Improved diagonal tensor approximation (DTA) and hybrid DTA/BCGS-FFT method for accurate simulation of 3D inhomogeneous objects in layered media

This paper presents an improved diagonal tensor approximation (DTA) and its hybridization with the stabilized biconjugate-gradient fast Fourier transform (BCGS-FFT) algorithm to solve a volume integral equation for three-dimensional (3D) objects in layered media. The improvement in DTA is obtained for lossy media through a higher-order approximation. The interaction between the dyadic Green's function and the contrast source is efficiently evaluated by the (FFT) algorithm through the convolution and correlation theorems. For the hybrid implementation, the DTA solution is used as an initial estimate and a preconditioner in the BCGS-FFT algorithm in order to solve the forwards modelling problem accurately with fewer iterations than the conventional BCGS-FFT algorithm.
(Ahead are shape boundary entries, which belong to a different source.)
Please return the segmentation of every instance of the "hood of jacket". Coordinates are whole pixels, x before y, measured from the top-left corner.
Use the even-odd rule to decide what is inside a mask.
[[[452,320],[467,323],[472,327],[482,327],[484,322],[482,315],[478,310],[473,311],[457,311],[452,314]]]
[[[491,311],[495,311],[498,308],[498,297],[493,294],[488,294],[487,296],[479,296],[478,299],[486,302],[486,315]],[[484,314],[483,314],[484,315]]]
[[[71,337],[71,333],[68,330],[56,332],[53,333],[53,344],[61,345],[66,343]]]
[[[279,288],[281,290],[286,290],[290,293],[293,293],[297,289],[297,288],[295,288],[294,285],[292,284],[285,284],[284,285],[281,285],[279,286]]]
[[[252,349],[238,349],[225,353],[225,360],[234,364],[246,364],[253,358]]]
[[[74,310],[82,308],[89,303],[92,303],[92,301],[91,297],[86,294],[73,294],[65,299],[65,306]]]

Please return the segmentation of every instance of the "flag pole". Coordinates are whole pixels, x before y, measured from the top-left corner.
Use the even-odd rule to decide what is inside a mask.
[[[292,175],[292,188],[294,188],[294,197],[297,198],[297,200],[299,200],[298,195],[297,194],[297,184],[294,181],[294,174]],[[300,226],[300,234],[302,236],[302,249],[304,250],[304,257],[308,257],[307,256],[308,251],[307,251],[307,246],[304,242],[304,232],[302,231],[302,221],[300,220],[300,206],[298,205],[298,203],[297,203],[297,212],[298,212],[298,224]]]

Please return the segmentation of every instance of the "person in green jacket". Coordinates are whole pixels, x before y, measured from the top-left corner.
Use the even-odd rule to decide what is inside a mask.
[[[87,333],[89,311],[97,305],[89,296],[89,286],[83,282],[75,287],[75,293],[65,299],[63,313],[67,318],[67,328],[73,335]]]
The accuracy and convergence of the DTA, BCGS-FFT and hybrid DTA/BCGS-FFT methods are compared extensively with several numerical examples. Numerical results show that (a) the improved DTA formulation enhances the accuracy and (b) the DTA/BCGS-FFT method can produce results as accurate as the conventional BCGS-FFT but with fewer iterations if the contrast is moderate. For very high contrasts, the hybrid method does not seem to improve further on the BCGS-FFT iteration convergence.